Dr. Benediktus Hardorp aus Mannheim, Steuerberater und Wirtschaftsprüfer, gilt als Entwickler der aktuell diskutierten Finanzierung eines bedingungslosen Grundeinkommens durch die Mehrwertsteuer. Sein Vorschlag leitet sich u.a. aus der Überlegung ab, dass die Steuer erst am Ende der Wertschöpfungskette erhoben werden soll. Auf dem Weg der Herstellung einer Ware oder Dienstleistung sollen keine Steuern erhoben werden. Keine Unternehmenssteuern also, keine Einkommenssteuern. Die Steuer ist ein Teilungsvorgang der Wertschöpfung in den Staatsanteil und in den Privatanteil. Dieser Teilungsvorgang soll an dem Punkt geschehen, wo der Einzelne die Leistung anderer für sich zum Verbrauch in Anspruch nimmt; im Kauf also, im Konsum. Alle Steuern sollen nach in der Konsumsteuer zusammengefasst und somit auch transparent werden. Dadurch verringern sich die Nettopreise, denn in ihnen sind nicht mehr wie Heute alle Steuern aus dem Wertschöpfungsweg enthalten. Die dann sehr hohe Konsumsteuer/Mehrwertsteuer von ca. 80%, die gesamte Staatsquote in der Mehrwertsteuer, führte nicht zu einer Erhöhung der Endpreise für die Verbraucher.

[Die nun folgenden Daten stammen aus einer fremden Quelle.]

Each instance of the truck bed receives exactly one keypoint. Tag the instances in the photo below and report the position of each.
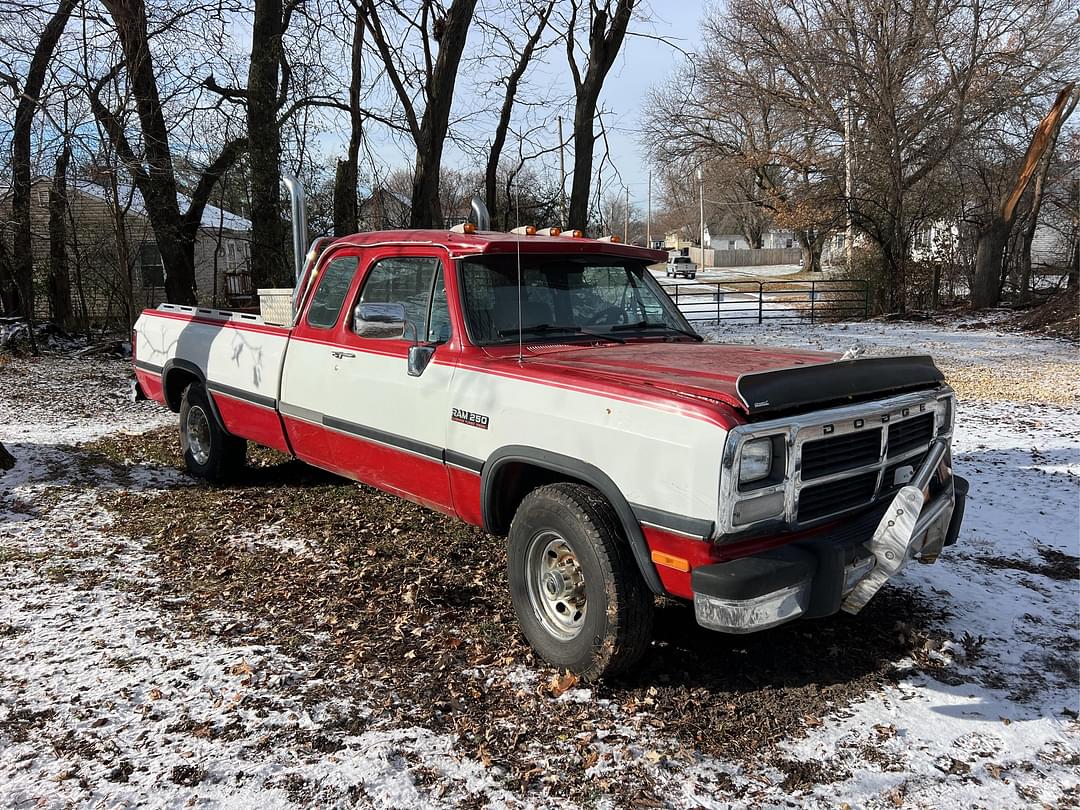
(237, 355)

Da die Mehrwertsteuer nicht über die Staatsgrenzen geht, würden inländische Produkte im Ausland billiger. Denn in ihren Nettopreisen sind nicht mehr wie Heute die vielfältigen Steuern der Wertschöpfungskette enthalten, das heißt, die Kosten der inländischen Infrastruktur. Produkte aus dem Ausland hingegen würden im Inland mit der hohen Mehrwertsteuer belastet und also teurer. Das ist ein eindeutiger Wettbewerbsvorteil für das Land, welches alle Steuern in der Mehrwerstteuer abbildet. Es gäbe also auch für andere Länder einen hohen Anreiz, ihr Steuersystem in dieser Weise umzustellen auf die alleinige Mehrwertsteuer.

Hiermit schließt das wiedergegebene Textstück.